The words of one Robbie Savage, who is fast ensuring that his notoriety on the pitch is being matched off it as he prepares for the inevitable post-retirement media role.

In this case the 'we' is Derby County – who are perhaps the best proof of what Savage says, having lost five of their seven games since Norwich went to Pride Park and ended a good home run back in early December. Derby now sit in mid-table and just to rub salt in their wounds, local rivals Nottingham Forest are bang in form.

It's hard to describe the Championship this season as topsy-turvy, but it's equally difficult to view it as predictable. The top six are separated by seven points- and that's only because QPR are five points clear. The gap between second and mid-table is just 10 points. In the top flight there's 21 points from top to middle, in League One it's 15 and in League Two it's 19.

The top six is hard to call: with fewer than 20 games to go, you can count down another 10 places and make decent claims.
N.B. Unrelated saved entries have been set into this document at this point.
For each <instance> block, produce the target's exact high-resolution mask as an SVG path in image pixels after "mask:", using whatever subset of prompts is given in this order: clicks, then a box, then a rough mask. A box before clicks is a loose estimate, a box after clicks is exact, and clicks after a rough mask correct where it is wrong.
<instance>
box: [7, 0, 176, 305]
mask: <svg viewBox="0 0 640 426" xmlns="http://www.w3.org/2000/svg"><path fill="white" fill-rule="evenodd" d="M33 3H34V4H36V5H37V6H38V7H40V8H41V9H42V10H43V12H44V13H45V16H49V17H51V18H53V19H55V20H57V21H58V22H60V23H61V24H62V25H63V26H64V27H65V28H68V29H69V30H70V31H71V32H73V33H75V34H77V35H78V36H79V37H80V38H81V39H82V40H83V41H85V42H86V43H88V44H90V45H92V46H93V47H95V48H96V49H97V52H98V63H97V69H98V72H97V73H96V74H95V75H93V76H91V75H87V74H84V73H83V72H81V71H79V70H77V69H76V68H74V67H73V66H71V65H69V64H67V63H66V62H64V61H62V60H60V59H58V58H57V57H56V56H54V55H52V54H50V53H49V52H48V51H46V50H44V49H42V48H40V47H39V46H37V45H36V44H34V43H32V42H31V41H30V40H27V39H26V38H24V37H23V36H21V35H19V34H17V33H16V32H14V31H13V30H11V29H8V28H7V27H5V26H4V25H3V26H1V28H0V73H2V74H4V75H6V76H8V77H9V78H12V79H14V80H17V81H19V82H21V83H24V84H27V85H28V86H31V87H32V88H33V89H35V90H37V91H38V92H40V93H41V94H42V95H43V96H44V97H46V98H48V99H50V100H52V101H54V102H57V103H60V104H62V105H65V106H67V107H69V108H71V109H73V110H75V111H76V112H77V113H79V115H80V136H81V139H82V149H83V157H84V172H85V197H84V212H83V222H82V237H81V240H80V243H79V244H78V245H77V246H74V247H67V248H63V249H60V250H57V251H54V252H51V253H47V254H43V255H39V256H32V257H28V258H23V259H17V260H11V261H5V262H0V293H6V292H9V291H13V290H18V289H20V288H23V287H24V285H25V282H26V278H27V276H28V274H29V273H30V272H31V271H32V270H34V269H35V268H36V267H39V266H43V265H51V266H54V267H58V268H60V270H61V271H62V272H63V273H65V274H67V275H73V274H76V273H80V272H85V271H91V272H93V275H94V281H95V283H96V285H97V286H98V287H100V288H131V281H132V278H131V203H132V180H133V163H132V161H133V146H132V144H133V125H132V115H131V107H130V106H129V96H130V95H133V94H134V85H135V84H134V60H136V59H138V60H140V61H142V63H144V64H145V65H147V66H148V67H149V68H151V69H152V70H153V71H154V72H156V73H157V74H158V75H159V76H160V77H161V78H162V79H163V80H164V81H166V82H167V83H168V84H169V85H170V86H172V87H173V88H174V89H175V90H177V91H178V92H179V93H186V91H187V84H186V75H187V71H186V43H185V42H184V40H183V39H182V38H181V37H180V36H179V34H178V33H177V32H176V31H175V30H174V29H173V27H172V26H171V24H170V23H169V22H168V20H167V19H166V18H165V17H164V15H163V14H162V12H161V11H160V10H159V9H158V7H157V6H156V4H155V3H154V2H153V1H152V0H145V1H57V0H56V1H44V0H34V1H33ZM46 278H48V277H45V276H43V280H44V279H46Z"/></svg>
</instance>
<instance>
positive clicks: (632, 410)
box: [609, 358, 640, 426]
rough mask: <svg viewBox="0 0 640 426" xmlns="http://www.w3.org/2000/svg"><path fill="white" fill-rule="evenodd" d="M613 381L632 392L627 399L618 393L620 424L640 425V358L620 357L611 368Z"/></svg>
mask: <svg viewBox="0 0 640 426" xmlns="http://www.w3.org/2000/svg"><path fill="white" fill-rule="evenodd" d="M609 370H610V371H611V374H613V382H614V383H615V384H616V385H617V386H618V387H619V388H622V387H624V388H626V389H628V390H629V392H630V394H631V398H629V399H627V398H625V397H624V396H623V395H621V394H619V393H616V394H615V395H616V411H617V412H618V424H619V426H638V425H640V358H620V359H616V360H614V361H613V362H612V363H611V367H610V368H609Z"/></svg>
Reading, Millwall, Hull and Leicester are all doing quite nicely, and at eighth, 10th, 12th and 11th respectively will fancy their chances.

The picture usually becomes clearer as May approaches, with the January transfer window signalling the start of the final push.

Leicester City, for example, have invested heavily in signing Yakubu on loan from Everton and are in the throes of adding Aston Villa's Curtis Davies and Chelsea's Patrick van Aanholt on similar deals.

Yakubu certainly talks a good game.

'I want to stay here and get promotion. I still believe we can get to the play-offs. There are 10 games to go, they are a long way away, but we do have a chance of finishing in the top six.'

He won't be the only Championship footballer who believes his club can crack the top half dozen. Most, like their managers, talk about it in vague terms - not out of superstition, but under orders, lest their optimism comes back to bite them on the bum.

Billy Davies at Nottingham Forest resorted to the tried and trusted method of baffling the media with cliches to avoid the most popular question of the week in his neck of the woods- are his team equipped to break into the top two?

'We're entering the stage of the season where it's all about results. We've got an important and difficult eight weeks coming up,' he said.

'This is a marathon and there will be highs and lows and ups and downs and the business end of the season, February, March and April, is when things will be won and lost.

'We've got to hopefully put ourselves in a good position to compete, be up there fighting and go into those key months in confident mood and hopefully picking up points.'

Given that Forest are the in-form side in the division, with five wins and a draw in their last six, Davies was being unusually coy.

There's still time before the transfer window closes at 11pm on Monday for deals to be done, for player movements to either make or break a season.

Swansea, tucked in City's slipstream on goal difference, may lose their midfielder Darren Pratley to Bolton Wanderers, which will be a blow to their ambitions, while Burnley - who might just get some important impetus under new boss Eddie Howe - are trying to tempt striker Charlie Austin out of Swindon. Leeds have signed Sunderland defender George McCartney on loan until the end of the season, while Cardiff don't know if Jay Bothroyd will be around that long - he's out of contract in the summer, but the Bluebirds want a decent transfer fee.

For some, there is still hope, despite the odds being stacked against them.

Take Coventry City striker Marlon King, whose team have slipped to 14th, having not won since December 4.

'I don't think we should give up hope until we are mathematically out of it because we saw with Blackpool last season, they kicked on and scraped up. A lot of the top teams have still got to play each other so there will be a few slip-ups.'

An optimist maybe, but he illustrates just how close the race is going to be.